How a Bob Dylan Drawing From ‘Basement Tapes’ Era Ended Up for Sale at an Antiquarian Book Fair

Artistes

Attendees can check out the sketching side of Bob Dylan this weekend in New York.

Bob Dylan and Robbie Robertson of The Band perform on stage for “The Band’s’ ‘The Last Waltz” concert at the Winterland Ballroom on November 25, 1976 in San Francisco, California.

Larry Hulst/Michael Ochs Archives/GI

While Bob Dylan has painted a handful of album covers and released several books of drawings over the years, the singer-songwriter’s fervent fans have had few chances to see original art pieces from his hand up close and personal.

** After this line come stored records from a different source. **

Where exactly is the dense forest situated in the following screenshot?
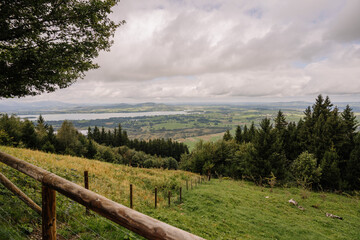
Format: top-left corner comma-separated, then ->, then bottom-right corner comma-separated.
87,125 -> 189,160
0,116 -> 185,170
180,95 -> 360,190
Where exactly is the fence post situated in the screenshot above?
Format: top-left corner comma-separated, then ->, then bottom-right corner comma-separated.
42,184 -> 56,240
179,187 -> 182,203
191,180 -> 193,189
130,184 -> 133,209
84,171 -> 89,214
155,187 -> 157,209
186,179 -> 188,190
168,191 -> 171,207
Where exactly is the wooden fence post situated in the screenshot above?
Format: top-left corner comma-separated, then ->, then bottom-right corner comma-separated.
191,180 -> 193,189
186,179 -> 188,190
168,191 -> 171,207
84,171 -> 89,214
155,187 -> 157,209
179,187 -> 182,203
130,184 -> 133,209
0,172 -> 41,215
42,184 -> 56,240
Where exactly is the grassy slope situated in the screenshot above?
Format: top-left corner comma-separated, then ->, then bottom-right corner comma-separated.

But lo and behold! Fans in the New York City area will soon have an opportunity for a close encounter with some odds and ends drawings done by Dylan circa the 1967 recording sessions for the legendary The Basement Tapes album (released in 1975). And if you have a spare $60,000, you could be the one bringing it all back home.

Somewhat improbably, these captioned drawings – done on the blank side of a brown paper bag when Dylan was recording at Big Pink in Saugerties, N.Y. – will be on hand at the 63rd annual ABAA New York International Antiquarian Book Fair, which returns to the Park Avenue Armory in Manhattan from April 27-30.

The drawings, like the artist himself, are unusual. One depicts a man with a guitar waving and shouting a variation on a Basement Tapes lyric — “Long Distance Operator, This call is Not For Fun!”; another shows what the seller describes as “robot guitar machines”; and yet another features a visage not unlike the one that Dylan painted for the cover of 1970’s Self Portrait.

The story of how the drawings ended up at a book fair is just as unusual as the artwork – though significantly less mysterious. In 2022, Gabe Boyers, a dealer in antiquarian music manuscripts, art and books, was contacted by a man whose late sister maintained a friendship with Levon Helm of The Band during the heady Basement Tapes days. “[She was] in the middle of things with The Band, Eric Clapton and Dylan,” explains Boyers. After inspecting the materials, Boyers – whose gallery Schubertiade Music & Arts (at “B” Dry Goods) is selling the drawings – says he was struck by the way these pieces provided “an incredible impression of this moment and time.” Some of the materials he viewed included “calendars where she meticulously records which drugs they were taking on which day.”

The drawings, on the other hand, are a bit less meticulous. “Like Dylan and his lyrics – they’re difficult to pin down,” he says.

One thing that wasn’t difficult to establish, however, was the validity of the connection to Dylan. The previously seller’s late sister, who died tragically young, had an established history with The Band and Dylan during the period.

“There’s an incredibly deep provenance history that puts her in this room in a well-documented way,” he says. Not only that, but her brother had previously sold some of her personal items from that period via Sotheby’s, meaning the venerable auction company had already vetted items from her collection. Even so, Boyers – who has been doing authentication services for universities and libraries for nearly two decades – made a point to show the drawings to several major Dylan archivists, who confirmed the authorship. “You can tell instantly it’s the same hand, the same quirky confidence.”

You can gawk firsthand at that quirky confidence starting April 27, when the piece will be “very much on display” at the New York Antiquarian Book Fair. “The fair is an incredible opportunity for people to come see things that are normally in museums,” says Boyers, who is also selling a Beethoven manuscript with Ludwig van’s first thoughts on Symphony No. 9.

Elsewhere at the four-day event, music history lovers can see the design archive of Alex Steinweiss, the man who essentially invented album cover art in the 1930s as Columbia Records’ first art director (that collection is being sold by James Cummins Bookseller). Boyers notes that while not everyone has tens of thousands of dollars to drop, the fair offers plenty of items that go for hundreds of dollars.

That price point doesn’t, of course, include the 60k Dylan drawing – but that isn’t just any item. “There’s a lot of fake stuff on the market,” Boyers says. “The opportunity to get things that are undeniably from a certain time and have a strong provenance…. It’s not just a rare item. We know exactly when this was created, who it was made for, and who the other person’s handwriting is on it — she was in that room. It’s a special piece.”